2016年のシュラーヴァナ月の満月は、8月18日です。その前には、日本では終戦の日として、またインドでは独立記念日として深い祈りが捧げられる8月15日を迎えます。この日、インドの各地では、サフラン色、白色、緑色の3色からなるインドの国旗がはためきます。
インドの国旗にあらわされたサフラン色は、勇気と犠牲、ヒンドゥー教を、緑色は公平と忠誠、イスラム教を象徴し、中心の白色は、平和と真理、そして他の宗教を含めた調和を表わしているといわれます。調和をあらわす白色の中心には、ダルマ・チャクラ(アショーカ・チャクラ)と呼ばれる輪が描かれ、人々の心を苦から救う真理の教えの象徴として崇められています。
このダルマ・チャクラには、24のスポークが描かれています。それは24という時を示しているとも、また、仏陀が説いた十二因縁の順観と逆観を示しているともいわれます。さらには、24音節からなるガーヤトリー・マントラを示していると伝えられることもあります。
ガーヤトリー・マントラはインドの文化の中でもきわめて重要なマントラに位置付けられ、ラクシャー・バンダンと同じ日に、僧侶たちの間では重要な儀式とともにガーヤトリー・ジャパが執り行われます。ガーヤトリー・マントラの24音節は、人間の肉体の24の異なる部位に共鳴し、真実を理解する光と、過去世に犯した罪の浄罪を授けると信じられています。

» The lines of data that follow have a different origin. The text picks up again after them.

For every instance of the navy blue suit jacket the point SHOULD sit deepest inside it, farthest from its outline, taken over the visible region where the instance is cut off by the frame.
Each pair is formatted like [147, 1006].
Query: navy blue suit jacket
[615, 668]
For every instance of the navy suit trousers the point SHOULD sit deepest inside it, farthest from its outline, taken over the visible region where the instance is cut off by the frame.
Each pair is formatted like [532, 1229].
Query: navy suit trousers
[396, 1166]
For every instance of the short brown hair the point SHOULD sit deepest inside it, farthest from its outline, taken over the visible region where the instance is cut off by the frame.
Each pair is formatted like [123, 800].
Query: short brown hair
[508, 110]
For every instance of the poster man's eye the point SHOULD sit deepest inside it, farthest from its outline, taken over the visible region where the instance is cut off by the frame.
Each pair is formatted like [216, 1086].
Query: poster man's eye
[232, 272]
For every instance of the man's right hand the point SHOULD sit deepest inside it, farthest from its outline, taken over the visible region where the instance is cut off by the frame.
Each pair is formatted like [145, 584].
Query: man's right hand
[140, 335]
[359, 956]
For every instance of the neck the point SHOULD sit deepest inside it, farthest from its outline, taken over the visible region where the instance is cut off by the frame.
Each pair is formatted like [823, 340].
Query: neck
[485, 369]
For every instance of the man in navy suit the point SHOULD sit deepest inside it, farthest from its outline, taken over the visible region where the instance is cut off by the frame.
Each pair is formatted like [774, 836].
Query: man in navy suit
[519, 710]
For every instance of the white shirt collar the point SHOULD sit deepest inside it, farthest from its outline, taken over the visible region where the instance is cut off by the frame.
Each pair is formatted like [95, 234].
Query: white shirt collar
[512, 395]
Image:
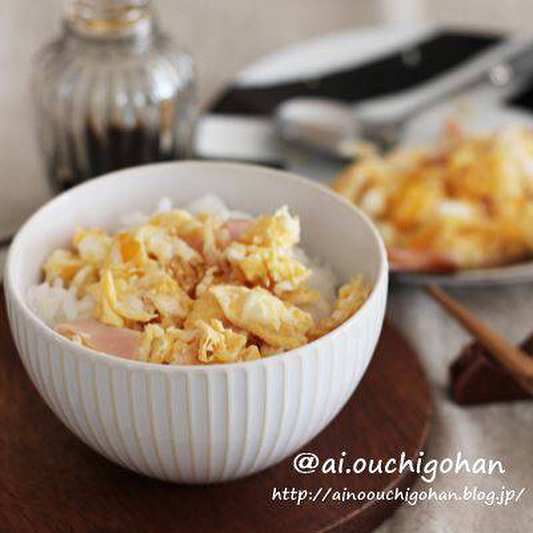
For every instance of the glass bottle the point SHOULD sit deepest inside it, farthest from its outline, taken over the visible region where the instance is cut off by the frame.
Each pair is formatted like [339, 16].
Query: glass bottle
[111, 92]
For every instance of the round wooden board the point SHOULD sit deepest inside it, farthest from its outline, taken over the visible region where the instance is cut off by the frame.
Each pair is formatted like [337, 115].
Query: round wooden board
[51, 482]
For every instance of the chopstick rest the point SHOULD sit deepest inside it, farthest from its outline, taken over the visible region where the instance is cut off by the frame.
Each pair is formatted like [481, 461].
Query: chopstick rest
[476, 378]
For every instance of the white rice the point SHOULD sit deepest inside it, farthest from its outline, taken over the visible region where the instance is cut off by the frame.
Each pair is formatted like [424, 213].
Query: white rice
[56, 304]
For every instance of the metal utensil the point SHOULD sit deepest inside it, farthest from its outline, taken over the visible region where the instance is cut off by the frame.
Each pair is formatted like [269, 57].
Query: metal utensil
[340, 130]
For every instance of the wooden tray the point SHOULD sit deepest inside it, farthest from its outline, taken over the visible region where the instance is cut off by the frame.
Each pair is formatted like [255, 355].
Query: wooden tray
[50, 482]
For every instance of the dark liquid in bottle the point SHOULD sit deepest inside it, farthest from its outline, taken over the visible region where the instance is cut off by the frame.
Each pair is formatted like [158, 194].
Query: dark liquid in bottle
[119, 147]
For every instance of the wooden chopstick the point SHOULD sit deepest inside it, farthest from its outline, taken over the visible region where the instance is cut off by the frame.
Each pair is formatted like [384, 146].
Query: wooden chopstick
[5, 241]
[516, 361]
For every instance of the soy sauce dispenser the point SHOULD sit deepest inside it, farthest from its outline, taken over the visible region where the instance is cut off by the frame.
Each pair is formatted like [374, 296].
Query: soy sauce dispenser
[112, 92]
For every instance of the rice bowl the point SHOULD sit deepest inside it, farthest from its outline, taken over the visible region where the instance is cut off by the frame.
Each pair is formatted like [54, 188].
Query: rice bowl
[201, 423]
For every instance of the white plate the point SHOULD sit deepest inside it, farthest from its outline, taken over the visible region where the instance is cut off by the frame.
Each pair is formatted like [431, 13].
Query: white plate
[254, 138]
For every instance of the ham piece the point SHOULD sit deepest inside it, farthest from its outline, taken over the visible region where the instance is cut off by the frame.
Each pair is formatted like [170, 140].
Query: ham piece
[122, 342]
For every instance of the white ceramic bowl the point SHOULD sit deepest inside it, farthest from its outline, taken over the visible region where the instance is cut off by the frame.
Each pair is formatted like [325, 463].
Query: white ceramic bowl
[204, 423]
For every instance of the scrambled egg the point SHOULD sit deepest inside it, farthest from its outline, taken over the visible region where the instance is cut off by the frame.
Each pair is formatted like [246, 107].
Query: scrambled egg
[466, 203]
[196, 290]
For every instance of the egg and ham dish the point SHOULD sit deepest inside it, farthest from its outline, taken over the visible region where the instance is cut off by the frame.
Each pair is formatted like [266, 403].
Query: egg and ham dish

12億人超の人口を抱えるインドの大地には、異なる宗教や思想、慣習、言葉、文化が渦巻いています。時に混沌としながらも、それらが調和の中に共存する社会には、精神性を育む豊かな叡智が溢れていることに気付かされます。古代から示され、現代へと受け継がれてきたこうした叡智を見失うことなく、私たち一人一人が深い気付きを持ち続けなければならないと実感します。そうして世界が常に平和であることを、心から願ってなりません。